Right now, I’m trying to focus on finding teaching jobs, but yeah — I may have to expand my search soon. That’s not a bad thing to know about, even though I loathe AI.
I enjoy the Conan Omnibuses, but I’ve only read a few because they’re so packed. It might be a while before I can actually sit down and get through them …
Checked out Hyde Street and Farmhand from Hoopla.
“I mean, does DC really want to poke the bear of “what are powers” that much? ” A fair question but it’s not like this is a new issue — doesn’t every power-stealer/duplicator raise that? Or Animal Man being able to duplicate “animal powers” which as Morrison pointed out aren’t powers of any sort. While I’m not interested in checking out the book I doubt that would bother me much.

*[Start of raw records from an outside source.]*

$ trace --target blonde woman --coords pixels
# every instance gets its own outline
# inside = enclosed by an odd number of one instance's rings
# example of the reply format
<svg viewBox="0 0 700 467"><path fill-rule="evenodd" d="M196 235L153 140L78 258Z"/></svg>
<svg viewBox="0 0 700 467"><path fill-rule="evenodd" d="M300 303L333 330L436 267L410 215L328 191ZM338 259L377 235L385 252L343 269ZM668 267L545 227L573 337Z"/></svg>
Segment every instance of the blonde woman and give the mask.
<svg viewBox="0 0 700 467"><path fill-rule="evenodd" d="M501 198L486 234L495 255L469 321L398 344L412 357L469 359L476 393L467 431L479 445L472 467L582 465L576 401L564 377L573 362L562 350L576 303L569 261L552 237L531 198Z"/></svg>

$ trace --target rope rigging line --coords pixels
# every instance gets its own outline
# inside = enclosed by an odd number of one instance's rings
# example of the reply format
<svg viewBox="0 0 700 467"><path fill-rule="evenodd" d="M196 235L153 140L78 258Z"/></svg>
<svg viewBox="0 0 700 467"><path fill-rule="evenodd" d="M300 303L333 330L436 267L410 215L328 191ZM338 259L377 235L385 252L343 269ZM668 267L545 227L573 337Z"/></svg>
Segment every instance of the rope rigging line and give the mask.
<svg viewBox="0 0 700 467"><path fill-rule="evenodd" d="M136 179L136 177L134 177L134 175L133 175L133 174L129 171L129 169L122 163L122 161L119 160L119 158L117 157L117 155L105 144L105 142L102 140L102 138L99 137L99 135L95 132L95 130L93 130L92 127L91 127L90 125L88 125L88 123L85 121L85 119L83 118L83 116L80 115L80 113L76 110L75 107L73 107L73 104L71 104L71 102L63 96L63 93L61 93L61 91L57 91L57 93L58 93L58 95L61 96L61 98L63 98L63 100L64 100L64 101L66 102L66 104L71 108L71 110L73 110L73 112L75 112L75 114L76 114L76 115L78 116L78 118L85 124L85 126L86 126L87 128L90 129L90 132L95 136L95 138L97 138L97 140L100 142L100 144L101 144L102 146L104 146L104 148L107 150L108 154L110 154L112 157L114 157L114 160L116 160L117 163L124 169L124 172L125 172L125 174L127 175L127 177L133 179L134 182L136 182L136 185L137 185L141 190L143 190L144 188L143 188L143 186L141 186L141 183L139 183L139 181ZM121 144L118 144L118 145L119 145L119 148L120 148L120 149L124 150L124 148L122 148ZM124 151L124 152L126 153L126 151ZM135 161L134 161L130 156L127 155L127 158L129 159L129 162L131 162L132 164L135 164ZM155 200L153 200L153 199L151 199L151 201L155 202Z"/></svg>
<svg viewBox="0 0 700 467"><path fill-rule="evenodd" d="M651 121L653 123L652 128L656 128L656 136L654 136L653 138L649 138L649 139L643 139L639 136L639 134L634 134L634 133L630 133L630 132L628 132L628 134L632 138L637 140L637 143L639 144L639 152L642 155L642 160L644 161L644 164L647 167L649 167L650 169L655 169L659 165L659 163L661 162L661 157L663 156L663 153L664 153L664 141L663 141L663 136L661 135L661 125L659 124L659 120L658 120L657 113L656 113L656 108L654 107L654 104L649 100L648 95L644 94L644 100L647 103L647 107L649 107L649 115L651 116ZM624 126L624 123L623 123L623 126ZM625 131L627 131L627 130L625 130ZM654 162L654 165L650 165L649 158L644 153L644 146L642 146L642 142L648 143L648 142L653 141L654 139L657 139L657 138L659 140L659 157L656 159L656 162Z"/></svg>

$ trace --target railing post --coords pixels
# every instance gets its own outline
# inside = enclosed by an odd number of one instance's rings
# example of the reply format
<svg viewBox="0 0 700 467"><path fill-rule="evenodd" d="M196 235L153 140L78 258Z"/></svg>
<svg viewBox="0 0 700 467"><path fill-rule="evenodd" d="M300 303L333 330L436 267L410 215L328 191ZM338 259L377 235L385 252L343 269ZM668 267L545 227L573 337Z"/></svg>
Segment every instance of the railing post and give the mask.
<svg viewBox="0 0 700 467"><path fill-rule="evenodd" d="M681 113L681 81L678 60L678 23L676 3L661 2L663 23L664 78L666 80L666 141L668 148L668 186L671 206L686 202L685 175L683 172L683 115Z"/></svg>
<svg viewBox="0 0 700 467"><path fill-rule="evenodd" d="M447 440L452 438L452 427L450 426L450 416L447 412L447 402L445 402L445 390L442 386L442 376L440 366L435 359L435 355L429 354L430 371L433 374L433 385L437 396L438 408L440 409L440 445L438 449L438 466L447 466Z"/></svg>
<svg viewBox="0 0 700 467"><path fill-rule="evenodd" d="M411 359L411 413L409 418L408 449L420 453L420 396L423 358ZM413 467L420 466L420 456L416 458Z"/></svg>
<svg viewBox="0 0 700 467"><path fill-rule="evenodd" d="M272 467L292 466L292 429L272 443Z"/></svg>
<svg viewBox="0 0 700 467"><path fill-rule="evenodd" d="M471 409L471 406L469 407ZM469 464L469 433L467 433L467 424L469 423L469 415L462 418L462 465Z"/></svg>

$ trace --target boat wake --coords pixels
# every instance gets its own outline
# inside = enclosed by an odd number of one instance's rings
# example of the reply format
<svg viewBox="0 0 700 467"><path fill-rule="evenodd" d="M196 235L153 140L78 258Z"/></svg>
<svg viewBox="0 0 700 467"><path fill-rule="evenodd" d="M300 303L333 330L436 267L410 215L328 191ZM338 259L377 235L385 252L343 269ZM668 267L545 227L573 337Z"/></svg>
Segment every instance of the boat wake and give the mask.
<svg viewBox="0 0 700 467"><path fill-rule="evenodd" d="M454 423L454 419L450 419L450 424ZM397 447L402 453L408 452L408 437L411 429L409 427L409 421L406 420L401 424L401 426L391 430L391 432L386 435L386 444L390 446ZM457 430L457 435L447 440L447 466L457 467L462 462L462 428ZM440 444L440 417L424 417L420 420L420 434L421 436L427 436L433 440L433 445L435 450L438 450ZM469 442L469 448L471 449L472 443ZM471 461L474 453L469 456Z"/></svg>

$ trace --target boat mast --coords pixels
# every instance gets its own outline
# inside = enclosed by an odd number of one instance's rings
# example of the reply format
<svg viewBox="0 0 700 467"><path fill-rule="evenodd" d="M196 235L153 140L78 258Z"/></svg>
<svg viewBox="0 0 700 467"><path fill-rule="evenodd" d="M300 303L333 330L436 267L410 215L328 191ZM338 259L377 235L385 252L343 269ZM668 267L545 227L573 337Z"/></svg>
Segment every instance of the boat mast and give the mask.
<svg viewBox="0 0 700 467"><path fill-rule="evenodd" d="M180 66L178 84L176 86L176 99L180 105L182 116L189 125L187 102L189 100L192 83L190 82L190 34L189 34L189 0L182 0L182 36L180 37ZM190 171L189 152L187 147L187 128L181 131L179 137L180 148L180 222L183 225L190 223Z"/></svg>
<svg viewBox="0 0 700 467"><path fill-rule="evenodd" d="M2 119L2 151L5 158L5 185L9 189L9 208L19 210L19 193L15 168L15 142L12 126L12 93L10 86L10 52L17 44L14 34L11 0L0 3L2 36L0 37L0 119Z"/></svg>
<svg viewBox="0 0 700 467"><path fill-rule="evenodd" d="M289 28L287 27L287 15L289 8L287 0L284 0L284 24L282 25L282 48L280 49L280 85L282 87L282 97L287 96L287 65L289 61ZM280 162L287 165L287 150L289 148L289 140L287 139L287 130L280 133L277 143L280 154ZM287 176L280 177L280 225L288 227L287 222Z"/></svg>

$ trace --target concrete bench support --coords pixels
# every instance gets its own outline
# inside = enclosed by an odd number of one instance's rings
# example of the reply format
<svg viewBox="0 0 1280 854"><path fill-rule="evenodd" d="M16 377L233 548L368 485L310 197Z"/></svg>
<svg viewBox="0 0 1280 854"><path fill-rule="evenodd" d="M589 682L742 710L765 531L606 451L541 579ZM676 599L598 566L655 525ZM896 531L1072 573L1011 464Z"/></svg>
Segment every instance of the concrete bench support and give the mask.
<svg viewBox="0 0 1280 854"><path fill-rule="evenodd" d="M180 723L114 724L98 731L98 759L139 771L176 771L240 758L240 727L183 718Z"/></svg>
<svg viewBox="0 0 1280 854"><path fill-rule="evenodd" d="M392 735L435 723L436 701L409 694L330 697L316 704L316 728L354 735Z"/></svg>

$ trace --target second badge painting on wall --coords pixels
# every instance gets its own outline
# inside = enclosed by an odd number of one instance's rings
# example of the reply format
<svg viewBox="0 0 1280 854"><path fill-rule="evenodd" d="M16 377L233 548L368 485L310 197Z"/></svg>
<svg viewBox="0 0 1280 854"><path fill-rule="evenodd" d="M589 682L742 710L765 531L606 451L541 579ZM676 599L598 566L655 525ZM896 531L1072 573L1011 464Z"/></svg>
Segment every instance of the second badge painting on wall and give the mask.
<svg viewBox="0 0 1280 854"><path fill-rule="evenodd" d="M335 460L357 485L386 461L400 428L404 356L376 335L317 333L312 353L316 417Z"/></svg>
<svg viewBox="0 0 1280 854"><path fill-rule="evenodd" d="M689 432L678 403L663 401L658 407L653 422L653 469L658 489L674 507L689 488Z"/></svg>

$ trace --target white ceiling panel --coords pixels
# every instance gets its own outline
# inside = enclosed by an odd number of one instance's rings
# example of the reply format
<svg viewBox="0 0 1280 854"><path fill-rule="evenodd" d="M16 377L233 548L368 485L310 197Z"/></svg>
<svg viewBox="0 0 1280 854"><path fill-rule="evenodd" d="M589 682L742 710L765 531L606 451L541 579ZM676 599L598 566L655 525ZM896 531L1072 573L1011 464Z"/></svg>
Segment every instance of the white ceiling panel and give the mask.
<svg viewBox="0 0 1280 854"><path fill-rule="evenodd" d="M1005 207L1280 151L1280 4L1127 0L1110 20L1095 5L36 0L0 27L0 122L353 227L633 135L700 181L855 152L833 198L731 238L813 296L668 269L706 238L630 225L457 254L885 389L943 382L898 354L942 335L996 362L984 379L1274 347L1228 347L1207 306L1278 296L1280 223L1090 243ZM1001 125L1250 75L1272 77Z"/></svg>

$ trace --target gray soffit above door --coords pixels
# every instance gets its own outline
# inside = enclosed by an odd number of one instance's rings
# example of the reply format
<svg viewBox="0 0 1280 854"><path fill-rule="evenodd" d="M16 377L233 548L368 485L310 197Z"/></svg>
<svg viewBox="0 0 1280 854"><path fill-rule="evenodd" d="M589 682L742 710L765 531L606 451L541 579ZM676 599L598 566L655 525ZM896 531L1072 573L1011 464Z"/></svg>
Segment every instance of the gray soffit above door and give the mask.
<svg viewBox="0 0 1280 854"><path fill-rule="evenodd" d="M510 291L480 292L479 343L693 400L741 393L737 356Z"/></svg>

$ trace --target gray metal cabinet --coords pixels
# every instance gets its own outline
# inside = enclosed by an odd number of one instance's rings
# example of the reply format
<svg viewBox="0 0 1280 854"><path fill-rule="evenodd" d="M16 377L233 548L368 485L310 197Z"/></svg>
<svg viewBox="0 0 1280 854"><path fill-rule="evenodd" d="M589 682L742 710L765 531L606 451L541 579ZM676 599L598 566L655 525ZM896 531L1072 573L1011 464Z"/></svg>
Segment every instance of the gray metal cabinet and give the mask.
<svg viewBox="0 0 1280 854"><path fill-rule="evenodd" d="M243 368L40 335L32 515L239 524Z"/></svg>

Ayyy, some Fugazi. Nice pick, whoever it was! Never heard this one as I don’t have this album (End Hits?), so look forward to it. Sweet ‘n’ Low is a good instrumental of theirs.
P.S.: Marlow is sort of west of London (NW—ish, in leafy commuter belt Buckinghamshire), defo not east. It’s very posh. As a very general rule, west/west of London is more posh, east/east of is more working class. Damn Yankees! 🙂
Dang, I know where Marlow is — I meant to type that London isn’t too far east of it and got screwed up. Sorry about that! 🙂
I guessed it was a senior moment. Heck I’d struggle to name much in Arizona past Phoenix — let alone where anything is! You guys do have just a tad more geography than our small island.